Don’t know if this counts as a meme or not, but this post is based on a boozy dinner the other night. We got on to the conversation of which books had changed our lives. For a book worm like me its not an easy question. Most books I read get my mind churning in one way or another, but saying that there are books which do stand out in my mind. So, a post, which books and why. I’d be curious what has happened in your life, but don’t like doing the tagging thingy, so do it if it intrigues you.

1) Nietzsche’s Thus Spoke Zarathrusta – I read this in my late teens and it both excited and appalled me. I do not agree that all that does not kill us makes us stronger, but I can not help but observe that some humans are of stronger will and capability than others. However, that opinion also strongly informed my belief that all man is equal. Equal in rights, though not necessarily equal in ability. Also, that with strength comes responsibility. Those are my thoughts, not Neitzsche… I also rather reject that animals live to exert power over each other argument. He ignores the concept of will, and that cooperation is often necessary to survival. It changed my life in that it got me to think and define my own philosophy rather than whole heartedly accept anothers.

2) Heinlein’s Stanger in a Strange Land – I read a lot of science fiction, some of which I will strongly contend is at the forefront of literature. This is an odd old book, written by a man probably taking a lot of drugs at the time. Its a hippy story as much as anything, but it really got me to quetsion God and define my spirituality. I don’t mean that in a negative sense, it was a profound time for me. I am deeply religious, but not in a traditional sense. Some day I’ll post on it, just not yet…

3) Machiavelli’s Discourses on Livy – Though I took a degree in hard science (Math), I couldn’t quite bring myself to do it forgoing all other things. One of the courses I loved was a small tutorial on Political Science. Two of my most heartfound books came out of the readings for this course. I read both the Prince and the Discourses. Its the Prince he’s most well known for, but it wasn’t meant as a training guide for dictators as is commonly thought, but as a warning. His Discourses, which is actually a collection of thought pieces, is a profound look at how Democracy should work. Many of the fundamentals of the American Constitution arouse out of Machiavelli.

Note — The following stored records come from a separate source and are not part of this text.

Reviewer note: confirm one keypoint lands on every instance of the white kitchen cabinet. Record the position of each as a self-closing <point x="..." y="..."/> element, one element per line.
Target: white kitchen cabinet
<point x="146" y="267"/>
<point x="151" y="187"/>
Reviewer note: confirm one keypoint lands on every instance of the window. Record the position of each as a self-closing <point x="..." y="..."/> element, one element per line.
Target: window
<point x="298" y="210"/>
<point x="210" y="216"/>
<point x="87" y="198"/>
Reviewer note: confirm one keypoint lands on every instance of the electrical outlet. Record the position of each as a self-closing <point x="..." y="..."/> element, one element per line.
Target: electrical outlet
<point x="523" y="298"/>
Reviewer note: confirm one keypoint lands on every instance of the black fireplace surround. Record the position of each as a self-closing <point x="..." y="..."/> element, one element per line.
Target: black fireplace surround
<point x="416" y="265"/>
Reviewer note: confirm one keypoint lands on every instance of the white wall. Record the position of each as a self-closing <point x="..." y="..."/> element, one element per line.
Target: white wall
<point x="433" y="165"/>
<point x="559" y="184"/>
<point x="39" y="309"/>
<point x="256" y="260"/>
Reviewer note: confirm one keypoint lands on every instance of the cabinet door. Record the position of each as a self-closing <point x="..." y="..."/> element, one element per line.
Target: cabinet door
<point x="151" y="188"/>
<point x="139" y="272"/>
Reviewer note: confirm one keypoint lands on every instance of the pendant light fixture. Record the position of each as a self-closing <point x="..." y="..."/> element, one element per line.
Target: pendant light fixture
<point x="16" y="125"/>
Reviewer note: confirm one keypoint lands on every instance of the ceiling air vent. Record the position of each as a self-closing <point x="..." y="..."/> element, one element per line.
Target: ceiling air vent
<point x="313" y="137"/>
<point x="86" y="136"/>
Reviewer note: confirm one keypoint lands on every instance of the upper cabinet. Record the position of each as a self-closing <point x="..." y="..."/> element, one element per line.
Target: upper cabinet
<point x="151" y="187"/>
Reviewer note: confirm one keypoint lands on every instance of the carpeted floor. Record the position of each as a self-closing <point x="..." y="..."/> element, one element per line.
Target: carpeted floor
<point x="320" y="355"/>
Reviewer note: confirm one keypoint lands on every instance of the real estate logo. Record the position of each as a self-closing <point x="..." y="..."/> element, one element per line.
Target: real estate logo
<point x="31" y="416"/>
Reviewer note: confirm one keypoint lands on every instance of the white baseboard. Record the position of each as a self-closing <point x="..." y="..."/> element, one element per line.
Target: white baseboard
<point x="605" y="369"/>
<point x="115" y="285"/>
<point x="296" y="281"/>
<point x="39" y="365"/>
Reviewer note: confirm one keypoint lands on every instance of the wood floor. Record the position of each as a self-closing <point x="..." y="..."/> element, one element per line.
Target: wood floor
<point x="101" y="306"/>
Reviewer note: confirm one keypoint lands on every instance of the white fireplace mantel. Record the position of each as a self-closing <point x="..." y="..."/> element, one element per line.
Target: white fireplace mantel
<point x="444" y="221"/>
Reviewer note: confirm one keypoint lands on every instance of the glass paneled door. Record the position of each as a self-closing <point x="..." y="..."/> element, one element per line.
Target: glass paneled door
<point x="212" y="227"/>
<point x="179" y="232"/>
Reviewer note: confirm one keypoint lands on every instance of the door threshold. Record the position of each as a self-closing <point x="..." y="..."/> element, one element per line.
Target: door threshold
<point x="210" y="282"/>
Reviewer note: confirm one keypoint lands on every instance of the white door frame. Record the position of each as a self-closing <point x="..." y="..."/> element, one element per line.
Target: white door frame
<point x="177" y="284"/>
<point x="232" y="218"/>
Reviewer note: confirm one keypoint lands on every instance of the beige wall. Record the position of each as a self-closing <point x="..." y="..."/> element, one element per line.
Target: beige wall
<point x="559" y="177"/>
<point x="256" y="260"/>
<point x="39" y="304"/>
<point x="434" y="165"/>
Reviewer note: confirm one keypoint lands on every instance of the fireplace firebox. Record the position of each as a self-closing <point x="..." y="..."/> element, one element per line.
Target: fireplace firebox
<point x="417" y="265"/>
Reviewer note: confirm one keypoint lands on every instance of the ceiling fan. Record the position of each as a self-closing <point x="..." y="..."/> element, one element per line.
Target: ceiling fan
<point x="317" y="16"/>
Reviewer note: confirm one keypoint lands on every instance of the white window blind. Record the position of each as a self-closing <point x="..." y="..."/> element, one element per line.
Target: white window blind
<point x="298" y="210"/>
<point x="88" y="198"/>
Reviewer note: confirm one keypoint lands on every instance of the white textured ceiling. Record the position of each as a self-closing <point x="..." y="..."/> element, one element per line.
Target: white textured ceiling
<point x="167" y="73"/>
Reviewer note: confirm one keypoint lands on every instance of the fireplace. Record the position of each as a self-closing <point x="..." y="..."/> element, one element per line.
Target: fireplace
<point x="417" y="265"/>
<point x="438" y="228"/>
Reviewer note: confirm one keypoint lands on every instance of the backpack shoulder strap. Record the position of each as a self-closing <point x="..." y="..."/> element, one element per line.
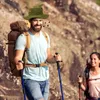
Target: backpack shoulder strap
<point x="46" y="36"/>
<point x="28" y="40"/>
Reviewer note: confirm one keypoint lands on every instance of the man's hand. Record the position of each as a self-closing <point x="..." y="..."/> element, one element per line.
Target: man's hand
<point x="57" y="57"/>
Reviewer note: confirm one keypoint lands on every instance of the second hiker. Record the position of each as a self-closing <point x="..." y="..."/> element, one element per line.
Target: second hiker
<point x="35" y="71"/>
<point x="92" y="77"/>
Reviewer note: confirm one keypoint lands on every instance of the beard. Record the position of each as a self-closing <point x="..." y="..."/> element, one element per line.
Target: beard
<point x="36" y="28"/>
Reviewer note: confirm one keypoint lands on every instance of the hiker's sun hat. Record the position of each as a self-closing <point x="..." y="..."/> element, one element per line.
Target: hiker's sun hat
<point x="36" y="12"/>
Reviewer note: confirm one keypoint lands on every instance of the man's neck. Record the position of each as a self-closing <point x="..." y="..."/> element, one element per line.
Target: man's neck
<point x="35" y="33"/>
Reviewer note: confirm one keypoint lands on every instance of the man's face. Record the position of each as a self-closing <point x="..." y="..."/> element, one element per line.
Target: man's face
<point x="36" y="24"/>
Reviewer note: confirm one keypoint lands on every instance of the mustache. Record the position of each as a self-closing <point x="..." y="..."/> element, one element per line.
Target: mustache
<point x="37" y="25"/>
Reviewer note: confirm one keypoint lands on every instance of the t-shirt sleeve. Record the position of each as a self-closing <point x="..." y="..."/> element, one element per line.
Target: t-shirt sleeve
<point x="20" y="43"/>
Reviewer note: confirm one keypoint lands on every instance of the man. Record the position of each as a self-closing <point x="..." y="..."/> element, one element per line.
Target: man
<point x="35" y="72"/>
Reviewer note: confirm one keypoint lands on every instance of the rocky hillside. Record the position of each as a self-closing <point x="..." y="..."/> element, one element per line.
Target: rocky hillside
<point x="74" y="31"/>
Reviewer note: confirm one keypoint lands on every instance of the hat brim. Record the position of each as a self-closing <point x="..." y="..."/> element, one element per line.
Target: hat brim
<point x="44" y="16"/>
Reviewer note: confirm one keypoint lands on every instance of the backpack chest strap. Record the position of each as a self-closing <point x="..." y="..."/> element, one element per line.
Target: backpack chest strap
<point x="36" y="65"/>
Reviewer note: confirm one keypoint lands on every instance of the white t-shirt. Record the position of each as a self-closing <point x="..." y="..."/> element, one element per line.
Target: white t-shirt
<point x="36" y="54"/>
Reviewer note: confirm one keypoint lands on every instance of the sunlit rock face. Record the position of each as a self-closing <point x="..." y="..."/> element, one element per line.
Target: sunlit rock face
<point x="74" y="34"/>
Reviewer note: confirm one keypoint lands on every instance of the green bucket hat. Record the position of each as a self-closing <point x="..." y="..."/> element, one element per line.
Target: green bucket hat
<point x="36" y="12"/>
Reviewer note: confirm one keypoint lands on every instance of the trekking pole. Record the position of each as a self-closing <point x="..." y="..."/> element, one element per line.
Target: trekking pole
<point x="22" y="82"/>
<point x="79" y="86"/>
<point x="60" y="80"/>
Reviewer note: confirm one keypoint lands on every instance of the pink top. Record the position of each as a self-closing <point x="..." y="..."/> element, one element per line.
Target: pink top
<point x="94" y="85"/>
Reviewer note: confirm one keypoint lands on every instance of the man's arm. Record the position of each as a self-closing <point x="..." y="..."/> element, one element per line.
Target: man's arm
<point x="18" y="59"/>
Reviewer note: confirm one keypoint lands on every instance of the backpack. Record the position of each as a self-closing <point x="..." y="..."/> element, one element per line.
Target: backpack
<point x="17" y="28"/>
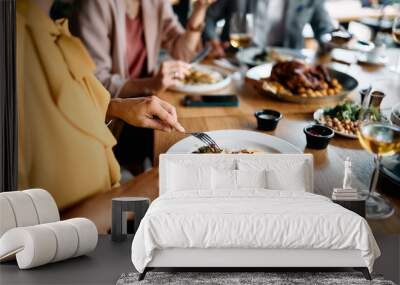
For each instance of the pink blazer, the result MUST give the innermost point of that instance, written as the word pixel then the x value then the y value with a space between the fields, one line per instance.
pixel 100 24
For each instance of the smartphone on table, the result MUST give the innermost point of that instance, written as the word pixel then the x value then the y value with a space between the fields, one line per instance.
pixel 211 101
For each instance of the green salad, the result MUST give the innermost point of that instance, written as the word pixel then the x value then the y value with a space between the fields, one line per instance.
pixel 351 111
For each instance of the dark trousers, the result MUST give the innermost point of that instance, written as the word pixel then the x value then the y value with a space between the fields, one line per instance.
pixel 133 147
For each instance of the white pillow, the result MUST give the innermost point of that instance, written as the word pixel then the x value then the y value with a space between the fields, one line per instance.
pixel 183 178
pixel 251 179
pixel 282 174
pixel 224 179
pixel 293 180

It still today informs much of my thinking on government and how it should work.

4) Asimov’s Foundation Trilogy – Again, a bloody good sci fi romp, but he’s got some underlying thinking that really gripped me. There is one theme that I still muse upon and struggle with today, “Violence is the last resort of the incompetent”. He was not a pacifist by any means, but there is a whole philosophy of life in that one line. When is violence permissible, and how should you live to avoid it?

5) Smith’s Wealth of Nations – Another book I struggled with, but really helped inform my own thinking. I am a capitalist and do believe in free markets. However, I also believe the free market does not have a place in all aspects of life. Education and Health benefit the nation as a whole, and do not go lightly with market economics. The book itself explores the nature of national economies, and is widely thought to be the starting point of economics as a discipline.

There are other books, which meant different things to me, so I could go on. However, those are the ones I remembered with a glass of wine in my hands, so its also where I’ll stop.